We can't know any of this.
The only thing we can know is that the money has been left to the sister, and it's for the sister to choose what she does with it.

TeaAndBrie · 22/11/2020 16:42

She didn’t change her mind until after he had died and she saw the will.
I understand it’s life changing for her. But to make out it was never a serious promise is completely unfair as it was completely devised and pushed from her regularly for many years

OP posts:
flaviaritt · 22/11/2020 16:43

I love how some people are justifying the OP’s ‘dear’ sister shafting her on the basis that the inheritance is bloody enormous. Hmm

flaviaritt · 22/11/2020 16:44

I’d say that means that if you had a issue she's there to help, not she's going to give you money.

Just not an issue that involves money.

Fruitsaladjelly · 22/11/2020 16:49

Well I hope her money makes up for loosing a sister. To accept such a huge sum without thinking of you is shitty even without the promises.
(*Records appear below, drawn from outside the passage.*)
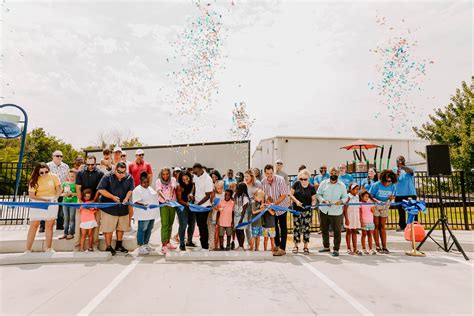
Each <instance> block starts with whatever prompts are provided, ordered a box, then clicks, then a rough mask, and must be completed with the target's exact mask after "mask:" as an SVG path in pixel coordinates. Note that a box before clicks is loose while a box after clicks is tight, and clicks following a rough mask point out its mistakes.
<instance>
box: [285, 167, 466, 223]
mask: <svg viewBox="0 0 474 316" xmlns="http://www.w3.org/2000/svg"><path fill="white" fill-rule="evenodd" d="M295 178H296V176H290V179H291V180H294V179H295ZM363 178H365V177H354V180H355V181H357V182H358V183H361V181H362V179H363ZM415 188H416V192H417V199H419V200H423V201H426V203H427V206H428V212H427V214H421V215H420V216H419V221H420V222H421V223H422V224H423V225H425V226H427V227H431V226H432V225H434V224H435V223H436V221H437V220H438V218H439V217H440V216H441V208H440V199H439V194H438V179H437V177H436V176H429V175H428V173H427V172H424V171H417V172H415ZM440 188H441V196H442V202H443V206H444V210H445V212H446V216H447V218H448V222H449V225H450V227H451V228H452V229H464V230H471V229H474V221H473V217H474V214H473V213H474V173H472V172H464V171H453V173H452V175H450V176H441V177H440ZM398 220H399V216H398V210H397V208H395V207H394V208H391V210H390V212H389V217H388V219H387V227H388V228H389V229H396V228H398ZM288 228H289V230H290V231H291V230H292V229H293V218H292V216H291V215H290V216H289V222H288ZM311 231H313V232H315V231H319V219H318V214H317V212H313V220H312V225H311Z"/></svg>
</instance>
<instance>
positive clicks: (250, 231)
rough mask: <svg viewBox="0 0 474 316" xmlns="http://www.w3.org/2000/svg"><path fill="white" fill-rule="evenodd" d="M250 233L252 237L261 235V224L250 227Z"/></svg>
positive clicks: (262, 235) (260, 235) (261, 234)
mask: <svg viewBox="0 0 474 316" xmlns="http://www.w3.org/2000/svg"><path fill="white" fill-rule="evenodd" d="M250 234H251V236H252V238H253V237H262V236H263V227H262V226H256V227H252V230H251V231H250Z"/></svg>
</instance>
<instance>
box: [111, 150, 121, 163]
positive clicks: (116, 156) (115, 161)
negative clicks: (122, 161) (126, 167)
mask: <svg viewBox="0 0 474 316" xmlns="http://www.w3.org/2000/svg"><path fill="white" fill-rule="evenodd" d="M112 154H113V155H112V165H114V166H115V165H117V164H118V163H119V162H121V161H122V147H118V146H116V147H115V148H114V150H112Z"/></svg>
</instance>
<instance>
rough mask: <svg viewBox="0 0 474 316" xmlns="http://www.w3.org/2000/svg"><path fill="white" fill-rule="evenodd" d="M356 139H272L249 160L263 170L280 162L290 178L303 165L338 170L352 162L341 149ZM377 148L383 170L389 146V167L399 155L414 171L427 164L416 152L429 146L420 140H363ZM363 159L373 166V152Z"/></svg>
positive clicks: (425, 169)
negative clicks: (273, 148)
mask: <svg viewBox="0 0 474 316" xmlns="http://www.w3.org/2000/svg"><path fill="white" fill-rule="evenodd" d="M356 140H357V139H356V138H310V137H306V138H305V137H274V138H272V139H268V140H263V141H262V142H261V144H260V145H261V148H262V150H261V151H260V150H258V148H259V147H260V146H259V147H257V150H256V151H255V152H254V155H253V156H252V166H253V167H258V168H263V166H264V165H265V164H267V163H274V161H275V160H276V159H278V158H281V159H282V160H283V161H284V164H285V170H286V172H287V173H289V174H296V172H297V171H298V167H299V166H300V165H302V164H304V165H306V167H308V169H309V170H311V171H313V170H319V166H320V165H321V164H326V165H328V167H330V166H337V165H339V164H341V163H346V161H349V163H351V162H352V160H353V154H352V150H351V151H347V150H345V149H340V147H342V146H345V145H348V144H351V143H353V142H354V141H356ZM365 140H367V141H369V142H373V143H375V144H377V145H379V146H382V145H384V147H385V149H384V159H383V168H386V166H387V165H386V164H387V157H388V150H389V147H390V145H392V146H393V148H392V156H391V159H390V167H393V166H395V159H396V157H397V156H399V155H402V156H404V157H405V158H406V160H407V162H408V163H409V164H413V165H415V166H416V170H419V171H421V170H426V162H425V161H424V160H423V159H422V157H421V156H419V155H418V154H416V152H415V151H421V152H424V151H425V146H426V145H427V144H428V142H426V141H422V140H407V139H365ZM272 141H273V142H274V143H275V144H277V146H276V147H275V150H274V154H273V156H272V154H271V146H269V144H271V143H272ZM380 150H381V149H380V148H379V150H378V157H377V167H378V168H379V166H378V165H379V161H380ZM364 152H365V154H366V158H367V159H368V160H369V161H370V162H371V163H372V162H373V158H374V153H375V149H370V150H364Z"/></svg>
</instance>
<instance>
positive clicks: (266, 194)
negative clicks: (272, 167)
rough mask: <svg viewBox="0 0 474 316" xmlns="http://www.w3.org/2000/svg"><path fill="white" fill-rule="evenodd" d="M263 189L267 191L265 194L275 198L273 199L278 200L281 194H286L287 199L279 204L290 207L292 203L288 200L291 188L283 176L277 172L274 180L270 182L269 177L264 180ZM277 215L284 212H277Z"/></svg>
mask: <svg viewBox="0 0 474 316" xmlns="http://www.w3.org/2000/svg"><path fill="white" fill-rule="evenodd" d="M262 190H263V192H265V195H268V196H269V197H271V198H272V199H273V201H276V200H278V198H280V196H282V195H285V196H286V197H285V199H284V200H283V201H282V202H281V203H280V204H279V205H280V206H282V207H289V206H290V203H289V201H288V193H289V189H288V186H287V185H286V183H285V180H284V179H283V177H280V176H278V175H276V174H274V175H273V181H272V183H271V184H270V183H269V182H268V180H267V178H264V179H263V180H262ZM275 213H276V215H281V214H283V213H282V212H275Z"/></svg>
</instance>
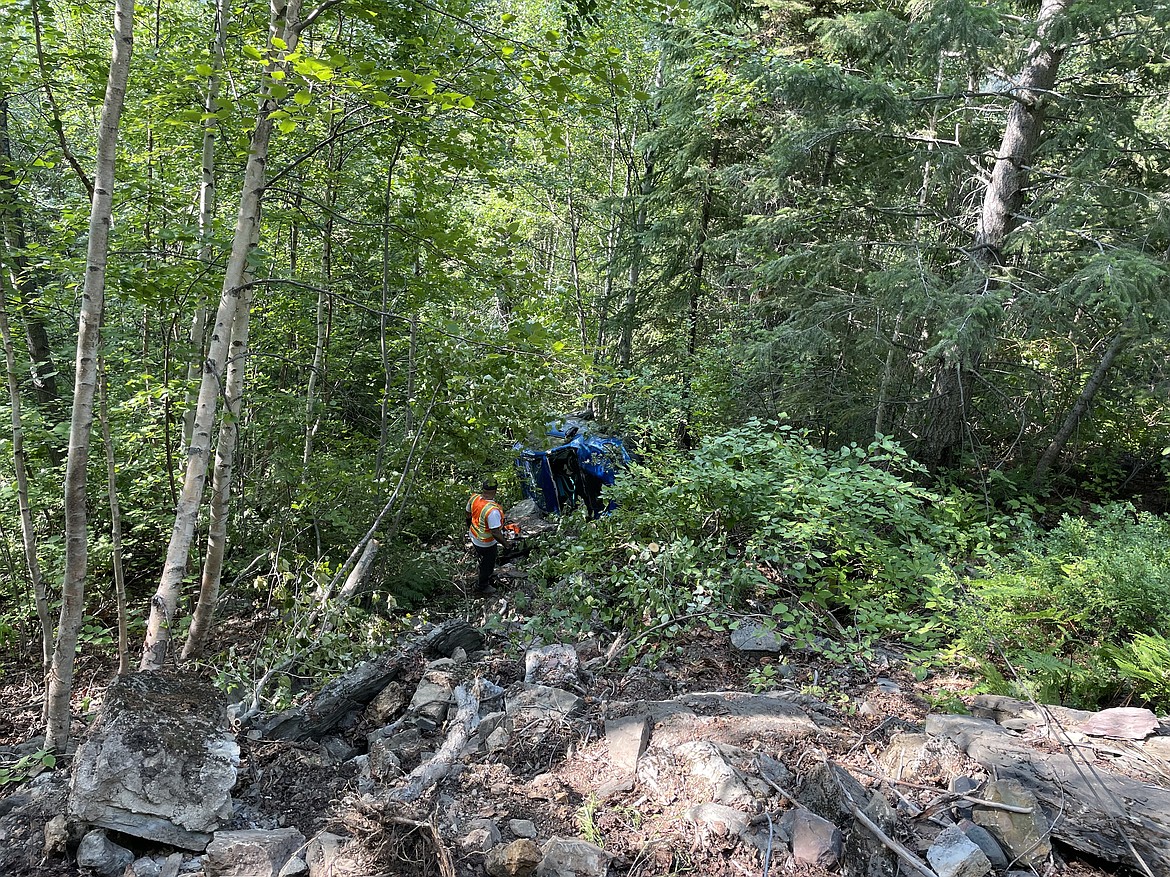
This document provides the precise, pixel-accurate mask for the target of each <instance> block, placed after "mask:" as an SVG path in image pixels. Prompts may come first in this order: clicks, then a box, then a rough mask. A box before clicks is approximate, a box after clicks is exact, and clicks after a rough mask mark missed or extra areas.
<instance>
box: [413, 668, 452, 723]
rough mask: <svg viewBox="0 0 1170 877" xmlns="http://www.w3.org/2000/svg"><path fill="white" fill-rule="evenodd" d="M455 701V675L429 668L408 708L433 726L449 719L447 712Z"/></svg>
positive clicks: (418, 717)
mask: <svg viewBox="0 0 1170 877" xmlns="http://www.w3.org/2000/svg"><path fill="white" fill-rule="evenodd" d="M454 703H455V679H454V677H453V676H452V675H450V674H449V672H446V671H443V670H427V671H426V672H425V674H422V678H421V679H420V681H419V685H418V688H417V689H415V690H414V697H412V698H411V704H409V706H408V707H407V709H408V710H409V711H411V712H412V713H414V716H415V717H418V718H419V719H422V720H425V721H428V723H429V724H431V725H433V726H441V725H442V724H443V723H445V721H446V720H447V713H448V711H449V710H450V706H452V704H454ZM420 727H422V725H420ZM424 730H431V728H424Z"/></svg>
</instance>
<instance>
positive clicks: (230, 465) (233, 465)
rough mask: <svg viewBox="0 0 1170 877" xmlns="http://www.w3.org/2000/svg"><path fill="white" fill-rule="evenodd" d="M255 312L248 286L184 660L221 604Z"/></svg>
mask: <svg viewBox="0 0 1170 877" xmlns="http://www.w3.org/2000/svg"><path fill="white" fill-rule="evenodd" d="M250 313H252V286H250V285H247V286H245V291H243V296H242V298H241V299H240V306H239V308H236V310H235V320H234V323H233V325H232V348H230V354H232V355H230V358H229V359H228V364H227V382H226V384H225V386H223V409H225V412H223V417H221V419H220V434H219V441H218V442H216V443H215V468H214V469H213V471H212V502H211V513H209V524H208V527H207V557H206V558H205V559H204V574H202V579H201V580H200V583H199V601H198V602H197V603H195V612H194V615H193V616H192V620H191V631H190V633H188V634H187V642H186V643H184V647H183V657H185V658H188V657H199V656H200V655H202V654H204V649H205V648H206V647H207V638H208V635H209V634H211V629H212V621H213V619H214V616H215V607H216V605H218V603H219V593H220V582H221V579H222V575H223V555H225V554H226V552H227V522H228V518H229V517H230V507H229V502H230V498H232V470H233V468H234V463H235V443H236V438H238V436H239V434H240V408H241V406H242V403H243V379H245V373H246V370H247V366H248V323H249V317H250Z"/></svg>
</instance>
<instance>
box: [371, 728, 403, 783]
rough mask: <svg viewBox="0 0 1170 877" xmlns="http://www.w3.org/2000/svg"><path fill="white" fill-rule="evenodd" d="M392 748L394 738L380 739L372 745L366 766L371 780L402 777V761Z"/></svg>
mask: <svg viewBox="0 0 1170 877" xmlns="http://www.w3.org/2000/svg"><path fill="white" fill-rule="evenodd" d="M392 746H393V738H390V739H378V740H374V741H373V743H372V744H370V752H369V753H367V757H366V766H367V769H369V772H370V778H371V779H374V780H386V779H391V778H393V776H401V774H402V761H401V759H399V757H398V755H397V754H395V753H394V751H393V748H392Z"/></svg>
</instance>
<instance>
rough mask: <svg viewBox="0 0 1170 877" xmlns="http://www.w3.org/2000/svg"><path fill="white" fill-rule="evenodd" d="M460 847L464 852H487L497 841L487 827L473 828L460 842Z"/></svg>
mask: <svg viewBox="0 0 1170 877" xmlns="http://www.w3.org/2000/svg"><path fill="white" fill-rule="evenodd" d="M459 845H460V848H461V849H462V850H463V852H487V851H488V850H490V849H491V848H493V847H495V845H496V844H495V842H494V841H493V840H491V833H490V831H488V829H486V828H473V829H472V830H470V831H468V833H467V834H466V835H463V837H462V838H461V840H460V842H459Z"/></svg>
gg12346 · 22/11/2020 16:49

The fact that your sister lied to you will def a put off to me .

mrsmcvoddy · 22/11/2020 16:50

£400k! I’d be telling her to stick her meal out

Beamur · 22/11/2020 16:50

Your sister has behaved very poorly towards you.
Do you think you can still have a relationship with her? I'm not sure I could.
Even though you aren't entitled to this money in any way, the way she has dealt with this would leave me feeling very uncomfortable if I were you.